Alf Landon
The son of an oil promoter, born on this day in 1887 in West Middlesex, Pennsylvania, Alf Landon moved to Kansas when he was 17, working in the oil business as a wildcatter and getting his law degree. He campaigned for Theodore Roosevelt's Bull Moose candidacy in 1912, and served as secretary to Kansas governor Henry Allen before being elected governor himself as a Republican in 1932 and 1934. In the process he drew national attention to himself as he bucked the tide against the Republican Party beginning with Franklin Roosevelt's defeat of Herbert Hoover in 1932.
At the 1936 Republican convention, Landon's status as the most strongly supported Republican in the nation won him the presidential nomination on the first ballot. In his campaign, distinguished by buttons and posters with Landon's demurely smiling face at the center of a big yellow sunflower (the state flower of Kansas), Landon focused mainly on the anti-business methods of Roosevelt's "New Deal," playing on tax phobia and touting "good government" in his earnest and sincere (and somewhat awkward, by radio standards) fashion. Despite a Literary Digest telephone poll which predicted Landon would win by a landslide, Roosevelt beat Landon mightily, 61% to 37%; the only 2 states Landon would carry were Maine and Vermont.

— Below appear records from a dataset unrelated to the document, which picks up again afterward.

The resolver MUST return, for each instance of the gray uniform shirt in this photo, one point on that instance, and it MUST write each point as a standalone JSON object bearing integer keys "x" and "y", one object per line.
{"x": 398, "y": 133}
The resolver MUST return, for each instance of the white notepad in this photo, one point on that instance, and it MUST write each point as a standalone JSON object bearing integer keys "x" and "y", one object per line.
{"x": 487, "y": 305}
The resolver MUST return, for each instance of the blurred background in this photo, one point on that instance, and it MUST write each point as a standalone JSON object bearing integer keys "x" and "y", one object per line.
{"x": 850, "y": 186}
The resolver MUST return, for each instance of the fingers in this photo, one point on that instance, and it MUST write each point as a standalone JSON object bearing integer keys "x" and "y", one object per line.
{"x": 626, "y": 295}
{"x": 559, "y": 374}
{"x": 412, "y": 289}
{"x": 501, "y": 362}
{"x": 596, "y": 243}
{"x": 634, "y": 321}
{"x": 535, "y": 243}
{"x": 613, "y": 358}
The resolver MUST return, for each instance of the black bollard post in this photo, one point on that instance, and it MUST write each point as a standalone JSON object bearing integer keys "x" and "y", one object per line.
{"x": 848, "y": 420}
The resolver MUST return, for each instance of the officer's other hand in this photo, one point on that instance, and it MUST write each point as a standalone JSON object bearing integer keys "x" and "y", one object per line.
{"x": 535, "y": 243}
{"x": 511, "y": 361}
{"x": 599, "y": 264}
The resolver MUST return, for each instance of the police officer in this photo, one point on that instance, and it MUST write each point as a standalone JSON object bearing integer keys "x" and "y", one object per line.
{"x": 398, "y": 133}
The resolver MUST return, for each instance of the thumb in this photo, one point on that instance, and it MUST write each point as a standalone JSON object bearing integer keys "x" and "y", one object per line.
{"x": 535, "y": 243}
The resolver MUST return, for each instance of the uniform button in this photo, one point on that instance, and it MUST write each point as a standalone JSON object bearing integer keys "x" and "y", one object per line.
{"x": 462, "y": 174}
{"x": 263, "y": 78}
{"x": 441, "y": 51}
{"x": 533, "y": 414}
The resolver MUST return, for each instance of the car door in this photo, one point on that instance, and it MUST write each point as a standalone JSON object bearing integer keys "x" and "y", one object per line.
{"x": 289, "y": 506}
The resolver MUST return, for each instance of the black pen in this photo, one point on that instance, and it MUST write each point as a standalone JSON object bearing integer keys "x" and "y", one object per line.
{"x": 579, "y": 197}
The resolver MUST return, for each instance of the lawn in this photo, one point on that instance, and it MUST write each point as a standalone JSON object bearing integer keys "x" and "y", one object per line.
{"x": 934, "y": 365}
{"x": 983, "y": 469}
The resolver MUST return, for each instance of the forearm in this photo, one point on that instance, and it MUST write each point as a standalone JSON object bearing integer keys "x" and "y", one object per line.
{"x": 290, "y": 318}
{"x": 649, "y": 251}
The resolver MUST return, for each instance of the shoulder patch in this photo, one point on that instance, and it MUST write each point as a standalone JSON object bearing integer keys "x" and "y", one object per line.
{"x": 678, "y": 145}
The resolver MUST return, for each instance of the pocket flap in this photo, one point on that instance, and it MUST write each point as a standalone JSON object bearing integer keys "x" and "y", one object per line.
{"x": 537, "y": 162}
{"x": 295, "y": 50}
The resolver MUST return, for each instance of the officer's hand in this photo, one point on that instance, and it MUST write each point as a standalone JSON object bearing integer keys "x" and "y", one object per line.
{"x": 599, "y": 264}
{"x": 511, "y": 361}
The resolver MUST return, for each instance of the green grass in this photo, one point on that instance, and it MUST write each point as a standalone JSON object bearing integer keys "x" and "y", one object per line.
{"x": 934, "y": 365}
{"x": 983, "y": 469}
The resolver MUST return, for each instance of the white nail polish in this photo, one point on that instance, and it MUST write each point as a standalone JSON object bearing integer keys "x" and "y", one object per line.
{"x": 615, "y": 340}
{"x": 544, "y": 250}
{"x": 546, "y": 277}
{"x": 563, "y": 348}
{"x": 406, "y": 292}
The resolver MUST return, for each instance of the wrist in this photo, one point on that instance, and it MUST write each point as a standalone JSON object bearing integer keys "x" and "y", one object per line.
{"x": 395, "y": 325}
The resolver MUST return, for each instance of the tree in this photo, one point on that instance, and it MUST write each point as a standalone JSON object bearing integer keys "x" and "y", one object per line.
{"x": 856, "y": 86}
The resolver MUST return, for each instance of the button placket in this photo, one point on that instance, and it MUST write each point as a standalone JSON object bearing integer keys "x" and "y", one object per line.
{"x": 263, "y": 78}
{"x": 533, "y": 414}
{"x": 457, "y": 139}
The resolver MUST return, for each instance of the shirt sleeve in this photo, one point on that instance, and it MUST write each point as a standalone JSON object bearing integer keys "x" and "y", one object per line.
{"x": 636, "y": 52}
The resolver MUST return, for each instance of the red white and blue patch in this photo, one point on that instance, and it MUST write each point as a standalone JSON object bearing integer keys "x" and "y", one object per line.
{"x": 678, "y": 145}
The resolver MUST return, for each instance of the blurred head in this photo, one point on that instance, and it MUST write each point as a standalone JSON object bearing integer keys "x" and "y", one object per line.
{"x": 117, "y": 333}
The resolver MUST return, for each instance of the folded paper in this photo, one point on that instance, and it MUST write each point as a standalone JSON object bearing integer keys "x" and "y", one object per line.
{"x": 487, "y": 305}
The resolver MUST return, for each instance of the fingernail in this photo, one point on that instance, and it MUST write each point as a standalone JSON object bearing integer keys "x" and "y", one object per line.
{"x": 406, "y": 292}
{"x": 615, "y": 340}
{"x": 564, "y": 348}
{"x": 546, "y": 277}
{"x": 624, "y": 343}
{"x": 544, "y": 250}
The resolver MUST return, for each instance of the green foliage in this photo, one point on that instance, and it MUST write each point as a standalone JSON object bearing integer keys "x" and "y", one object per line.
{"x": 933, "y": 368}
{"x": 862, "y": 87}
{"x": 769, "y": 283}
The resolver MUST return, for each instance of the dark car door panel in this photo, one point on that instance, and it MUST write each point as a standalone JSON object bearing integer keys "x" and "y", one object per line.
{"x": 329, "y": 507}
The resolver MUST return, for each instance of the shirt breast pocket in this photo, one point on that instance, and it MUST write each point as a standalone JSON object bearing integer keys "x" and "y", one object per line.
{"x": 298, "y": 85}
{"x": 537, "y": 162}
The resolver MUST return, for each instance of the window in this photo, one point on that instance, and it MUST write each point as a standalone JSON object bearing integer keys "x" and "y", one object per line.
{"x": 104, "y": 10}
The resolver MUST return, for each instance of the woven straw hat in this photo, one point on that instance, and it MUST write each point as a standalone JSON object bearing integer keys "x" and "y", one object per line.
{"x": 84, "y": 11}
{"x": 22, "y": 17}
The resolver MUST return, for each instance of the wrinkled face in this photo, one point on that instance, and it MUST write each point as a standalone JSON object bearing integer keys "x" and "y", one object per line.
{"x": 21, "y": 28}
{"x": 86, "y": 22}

After the election, Landon retired cheerfully to Topeka and named his children's ponies "Maine" and "Vermont." Roosevelt later sent him to Peru to initiate Roosevelt's Latin American "Good Neighbor" policy. Over the years he became an American elder statesman, receiving heavyweight members of both parties (Ronald Reagan and Bobby Kennedy among them) as well as authors and movie stars at his home in Topeka. His daughter, Nancy Kassebaum, served as Republican U.S. senator from Kansas from 1978 to 1997.